The pounding sound came again, definitely from that blocked doorway.
“I’m here,” he said, moving to the door. “I’ve got you.”
He wrapped his hands around the beam and planted his foot on the wall beside it. The beam was thick and heavy, and as he strained against it, he feared it wouldn’t move. As he struggled, though, he pictured seeing Dahlia’s face as pale and empty as Julissa’s. That fear gave him the strength to move the beam, first by an inch, and then a foot. And then it passed the tipping point and fell aside. The whole building groaned as it slammed against the floor, and Hirrus heard the whole place getting ready to come down.
He flung open the door and Dahlia blinked at the sudden light, pressed against the far wall. He reached in for her, prepared to drag her out if she started to panic, but she was a survivor.
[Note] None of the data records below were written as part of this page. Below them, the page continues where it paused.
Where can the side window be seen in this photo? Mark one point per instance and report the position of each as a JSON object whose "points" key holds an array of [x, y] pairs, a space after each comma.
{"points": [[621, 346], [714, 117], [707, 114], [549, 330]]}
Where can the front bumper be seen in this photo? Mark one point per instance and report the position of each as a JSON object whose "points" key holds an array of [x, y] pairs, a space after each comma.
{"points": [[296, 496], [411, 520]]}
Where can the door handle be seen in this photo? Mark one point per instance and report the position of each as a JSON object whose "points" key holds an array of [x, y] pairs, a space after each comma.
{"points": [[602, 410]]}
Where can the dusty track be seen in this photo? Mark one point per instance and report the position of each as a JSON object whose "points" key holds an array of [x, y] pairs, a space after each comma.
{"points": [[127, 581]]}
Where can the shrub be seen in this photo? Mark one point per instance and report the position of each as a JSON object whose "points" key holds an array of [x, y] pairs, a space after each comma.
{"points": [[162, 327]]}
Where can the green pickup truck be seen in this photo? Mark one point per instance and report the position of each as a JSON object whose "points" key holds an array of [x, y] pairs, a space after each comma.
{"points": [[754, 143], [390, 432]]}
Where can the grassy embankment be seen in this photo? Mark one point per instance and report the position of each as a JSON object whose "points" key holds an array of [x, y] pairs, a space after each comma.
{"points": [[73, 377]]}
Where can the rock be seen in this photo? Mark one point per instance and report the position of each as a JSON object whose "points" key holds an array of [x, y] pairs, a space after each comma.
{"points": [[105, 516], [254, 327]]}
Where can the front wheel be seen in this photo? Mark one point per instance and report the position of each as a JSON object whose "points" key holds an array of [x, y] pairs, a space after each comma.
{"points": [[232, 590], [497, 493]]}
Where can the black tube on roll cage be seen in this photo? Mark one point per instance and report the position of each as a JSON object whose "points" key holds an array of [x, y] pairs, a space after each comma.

She grabbed his hand and let him pull her to him. Dahlia was so heavily pregnant that she needed to lean on him for support in order to move at a pace faster than a stroll, but Hirrus had more than enough strength to offer her that support and get her out the front door before the building collapsed.
Hirrus kept pulling Dahlia well clear of the cloud of ash and dust that blew up from the building’s fall, not stopping until the rumbling sound of the falling building faded into echoes, and they were surrounded by silence once more.
“Are you alright?” Hirrus asked.
“I’m fine,” Dahlia said. He knew the question was unnecessary. Dahlia was probably the hardest woman he’d ever met. Something so petty as the total destruction of her home probably barely registered as an inconvenience to her.
She surprised him though, with a searching look and a question of her own: “Are you?”